Is there a case with some guidelines for identifying a Qualified Written Request?
COMPLIANCE SOLUTION
ANSWER
You have asked a question that involves one of the more litigious areas of servicing compliance. The Qualified Written Request (QWR) provisions of RESPA continue to produce an abundance of litigation.
Generally, the court decisions typically use the more general statutory term QWR as they consider borrower claims regarding Notices of Error (NOEs) and Requests for Information (RFIs), the specific types of QWRs described in Regulation X[i].
Before proceeding with a possible case for you to consider, allow me to put down some foundation.
RESPA[ii] specifies that
“[d]uring the 60-day period beginning on the date of the servicer’s receipt from any borrower of a qualified written request relating to a dispute regarding the borrower’s payments, a servicer may not provide information regarding any overdue payment, owed by such borrower and relating to such period or qualified written request, to any credit reporting agency.”
Similarly, Regulation X[iii] provides that, after receiving an NOE, a servicer may not, for 60 days, furnish adverse information to any consumer reporting agency regarding any payment that is the subject of the notice of error.

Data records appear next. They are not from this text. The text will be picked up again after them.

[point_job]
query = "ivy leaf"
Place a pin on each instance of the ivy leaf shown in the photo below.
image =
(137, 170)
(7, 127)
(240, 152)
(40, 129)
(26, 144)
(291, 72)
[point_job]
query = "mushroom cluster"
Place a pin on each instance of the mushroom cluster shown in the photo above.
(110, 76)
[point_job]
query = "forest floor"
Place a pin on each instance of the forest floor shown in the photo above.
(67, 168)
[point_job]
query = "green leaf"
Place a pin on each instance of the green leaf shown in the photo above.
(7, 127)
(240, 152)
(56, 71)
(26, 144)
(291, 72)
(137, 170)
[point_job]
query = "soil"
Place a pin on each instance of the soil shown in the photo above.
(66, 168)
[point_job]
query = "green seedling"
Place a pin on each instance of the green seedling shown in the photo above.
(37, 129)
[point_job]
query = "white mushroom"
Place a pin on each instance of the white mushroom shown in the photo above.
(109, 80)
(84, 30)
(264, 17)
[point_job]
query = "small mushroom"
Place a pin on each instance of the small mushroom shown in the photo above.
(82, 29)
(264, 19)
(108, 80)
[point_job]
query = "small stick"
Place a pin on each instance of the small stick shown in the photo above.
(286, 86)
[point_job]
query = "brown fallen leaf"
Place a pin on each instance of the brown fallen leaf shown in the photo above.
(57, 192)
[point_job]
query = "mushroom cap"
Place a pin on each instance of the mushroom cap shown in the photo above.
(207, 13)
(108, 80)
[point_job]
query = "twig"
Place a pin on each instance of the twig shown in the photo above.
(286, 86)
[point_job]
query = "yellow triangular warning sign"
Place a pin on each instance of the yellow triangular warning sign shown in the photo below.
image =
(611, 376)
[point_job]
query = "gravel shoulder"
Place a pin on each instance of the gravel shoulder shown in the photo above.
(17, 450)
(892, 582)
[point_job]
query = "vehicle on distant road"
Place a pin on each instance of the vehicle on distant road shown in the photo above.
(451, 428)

This does not limit or restrict a servicer or lender from pursuing any remedy under applicable law, including initiating foreclosure or proceeding with a foreclosure sale, except for the Regulation X restrictions regarding assertions of errors relating to:
(a) a first notice or filing required by applicable law for any judicial or nonjudicial foreclosure process in violation of Regulation X[iv]; or
(b) a motion for foreclosure judgment or order of sale or conducting a foreclosure in violation of Regulation X[v].
Now, let's move on to a case that may be responsive to your inquiry.
On remand from a decision of the U.S. Court of Appeals for the 4th Circuit, a federal district court in Maryland recently considered whether a borrower inquiry was a QWR and, if it were, then whether the servicer had violated the restriction on furnishing adverse information to a consumer credit reporting agency. The case is Morgan v. Caliber Home Loans, Inc.[vi]
Here’s my outline.
· In 1998, Morgan borrowed from Nations Bank to refinance his home mortgage loan. Morgan modified the mortgage loan once to change the date of his monthly payment.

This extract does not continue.